Personally, I too have undergone a “conversation” over my use of email and email client leading to me using a different combination of applications across the board.
Like the last time, this review will not tell you the best email app for everyone, but instead, will have a selection of email apps that should work well for how different people deal with email. Of course, If you use a different email client than is listed below, you are welcome to leave a comment and tell us why you use it.
Overview of Apps
Many mail applications run on multiple platforms and with that in mind I’ve tried to create a layout that is as logical as possible without repeating myself.
If I miss an application then please leave a comment and I’d love to know why you have chosen your app. We all have different reasons and that can be useful for others to read.
Gmail (Web, Mobile)
Gmail has become a very popular email service and for a few good reasons, the use of the tag system, the good mobile apps, and the widespread free accounts make it a very popular choice for many people. Gmail also supports extensions to add extra functions that users have added on to the service over the years.
Inbox takes standard Gmail and adds some extra features that you either love or hate. These include snoozing email, smart mailboxes grouping of themes like purchases, newsletters, promos etc and adding tasks from within mail. There are mobile apps as well as a web client that you can use.
Boxy is a way to run multiple email accounts within an inbox with the native Mac interface. If you like Inbox, but want a native Mac desktop client with keyboard shortcuts and multiple accounts, Boxy could be for you.
Outlook (Windows, Mac, iOS, Android)
Microsoft recently went on a spree of mobile application acquiring. Two of these apps were Accompli (a great third party email client) and Sunrise (a fantastic third party calendar application). Shortly afterwards Accompli became Outlook, bringing the great features of Accompli (swipe gestures, email snoozing, built in calendar), but now under official Microsoft branding.
Now the Sunrise team are also part of Outlook, meaning one of the best calendars (with task integration and a special keyboard to organize events) is going to become better integrated. There are also the classic desktop clients from Microsoft on both Windows and Mac.

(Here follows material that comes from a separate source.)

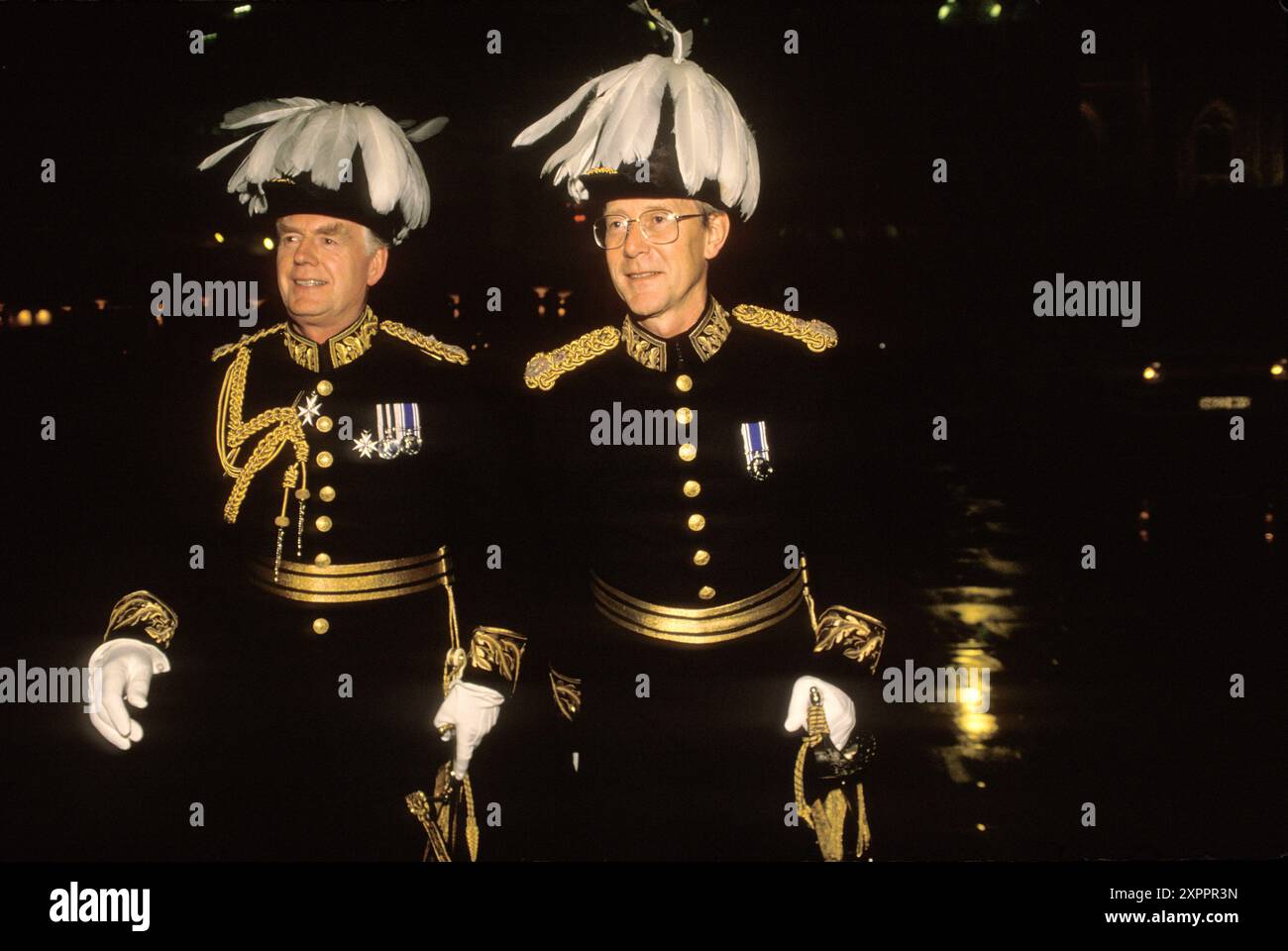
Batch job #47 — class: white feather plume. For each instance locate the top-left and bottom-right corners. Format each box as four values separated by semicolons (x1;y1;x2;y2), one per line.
512;6;760;218
197;97;447;244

However, it is worth noting that features like email snoozing do not yet sync from your mobile to desktop (unlike a tool like the now gone Mailbox). The desktop client will support exchange fantastically, has integrated tasks and calendar as well and comes along with Office 365 (so you have your other Microsoft products to).
Inky (ALL THE THINGS)
Inky supports Exchange, Google apps and IMAP severs (covering most basses). Inky also works on the major desktop and mobile clients with Windows, Mac, Android and iOS support. Inky uses it’s own severs to interface with your mail and allow you to do some pretty clever stuff across your devices. These include smart filtering (like Google inbox, but you can customize them more), high powered search and organizing by importance. However, to run these features, there is a $5 a month subscription. It makes sense, they are running their own servers to provide these features and they need some method to cover those running cost.
Airmail 2.5 (Mac, iOS)
Airmail is a Mac app with a new iPhone app [review coming soon]. It has a great look and design with some powerful features underneath. These include markdown editing, adding to your favorite task management tool, keyboard shortcuts and more. However, the aspect about airmail that really makes it stand out is the “task” approach the app takes to email. Each email lets you mark it as:
- to do
With folders relevant to each one. This lets you either save an email to complete later (to do), save the information in an email for reference (memo), or say that you have taken action to an email (done). Very nice.
Mail.app (iOS and Mac)
Mail.app is the default email client built into Mac and iOS devices. On iOS it is the default and unlike android devices which let you switch defaults, iOS doesn’t currently do this (and may well never offer this).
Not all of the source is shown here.